Warm spiced apple cider to chase away the chills, vampires and werewolves on a cool autumn evening!
Mulled Apple Cider
By Sue Lau | Palatable Pastime
Another year has come and gone, it seems. Where did summer go? And while autumn has *Officially* started, only now do we stare down the door to October, when the leaves will fall and pass away along with memories of sun and surf, picnics in the park and barbecue. The world turns, the season turns, the colors turn, and it is now time for change. We can’t just simply stay in the same place we once were and stagnate, no matter if it was good or bad. It’s time to let go and relax, maybe curl up with a good book and a cup of hot cider or tea. Take a sip and stare out to the beyond, to the horizon to the future and ask ourselves: “What if?”
But for now, let’s enjoy the apples while they are in mid-season and the leaves turn from green to gold, then bleed scarlet before falling blazingly to the forest floor. This is easy to make and you can also serve it chilled from the refrigerator should the weather suddenly turn warm. And it does that.

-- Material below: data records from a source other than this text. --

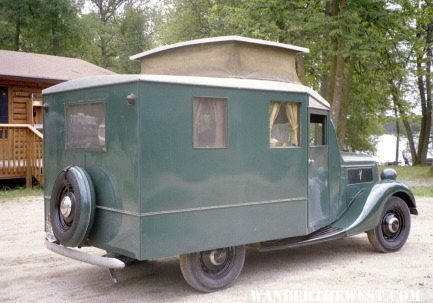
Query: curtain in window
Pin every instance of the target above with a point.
(197, 114)
(273, 114)
(292, 117)
(218, 107)
(210, 123)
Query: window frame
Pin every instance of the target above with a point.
(100, 148)
(298, 131)
(225, 122)
(324, 116)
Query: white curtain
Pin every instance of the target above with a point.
(273, 114)
(292, 118)
(210, 122)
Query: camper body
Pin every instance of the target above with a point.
(153, 166)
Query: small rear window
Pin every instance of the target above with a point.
(85, 126)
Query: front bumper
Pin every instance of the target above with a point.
(107, 262)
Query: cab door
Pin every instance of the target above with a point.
(318, 155)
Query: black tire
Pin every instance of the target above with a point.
(393, 229)
(72, 206)
(211, 270)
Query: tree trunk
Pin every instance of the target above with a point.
(397, 127)
(344, 110)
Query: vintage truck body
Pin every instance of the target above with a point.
(152, 166)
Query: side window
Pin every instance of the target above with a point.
(210, 122)
(283, 124)
(317, 129)
(85, 126)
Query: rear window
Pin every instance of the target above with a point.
(85, 126)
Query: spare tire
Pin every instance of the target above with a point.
(72, 206)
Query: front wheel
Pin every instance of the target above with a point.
(211, 270)
(393, 229)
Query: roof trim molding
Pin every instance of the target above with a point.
(219, 40)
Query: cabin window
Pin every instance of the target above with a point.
(283, 124)
(85, 126)
(317, 130)
(210, 122)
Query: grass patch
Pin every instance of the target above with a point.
(422, 191)
(412, 172)
(7, 193)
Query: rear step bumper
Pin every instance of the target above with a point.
(107, 262)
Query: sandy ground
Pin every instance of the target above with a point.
(31, 273)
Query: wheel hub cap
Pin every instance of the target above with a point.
(66, 206)
(391, 224)
(217, 257)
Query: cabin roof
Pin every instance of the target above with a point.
(294, 48)
(224, 57)
(234, 83)
(21, 65)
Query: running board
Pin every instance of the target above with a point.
(322, 235)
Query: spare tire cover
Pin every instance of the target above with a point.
(72, 206)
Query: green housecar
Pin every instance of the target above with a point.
(216, 146)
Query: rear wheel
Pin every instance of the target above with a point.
(211, 270)
(393, 229)
(72, 206)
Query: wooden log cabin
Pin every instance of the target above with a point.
(23, 76)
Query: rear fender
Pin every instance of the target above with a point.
(365, 212)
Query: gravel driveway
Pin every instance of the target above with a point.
(31, 273)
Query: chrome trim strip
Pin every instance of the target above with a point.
(357, 165)
(106, 262)
(196, 209)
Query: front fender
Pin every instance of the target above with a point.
(365, 212)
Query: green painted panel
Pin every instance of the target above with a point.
(169, 234)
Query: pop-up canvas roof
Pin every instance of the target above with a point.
(224, 57)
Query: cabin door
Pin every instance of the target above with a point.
(4, 108)
(318, 187)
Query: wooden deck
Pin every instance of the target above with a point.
(21, 153)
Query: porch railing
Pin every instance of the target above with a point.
(21, 153)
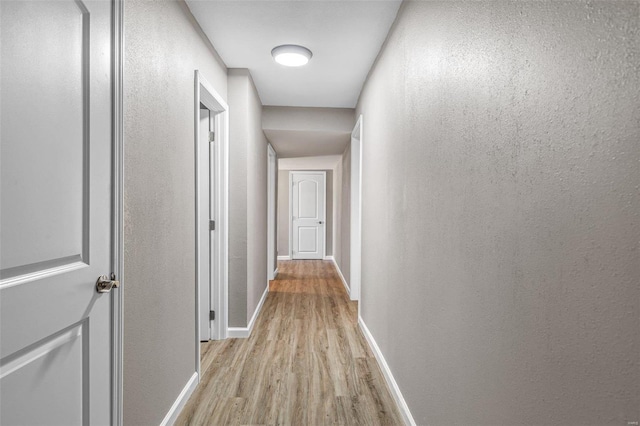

Who hasn’t faced an October morning wrapped and warm only to strip away sweaters and sleeves as the day wore on?
Mulled Apple Cider
- 1 gallon apple cider
- 2 tablespoons whole allspice
- 2 tablespoons whole cloves
- 5 -6 cinnamon sticks
- orange slices
- additional cinnamon stick (optional)
- Tie small spices in a small cheesecloth and drop into the cider; allow cinnamon to just go on its own.
- Heat mixture on the stove and simmer for at least 30 minutes before serving, stirring occasionally to agitate the spices.
- Float orange slices on top of the cider.
- Pour into mugs and serve, with a cinnamon stick, if desired.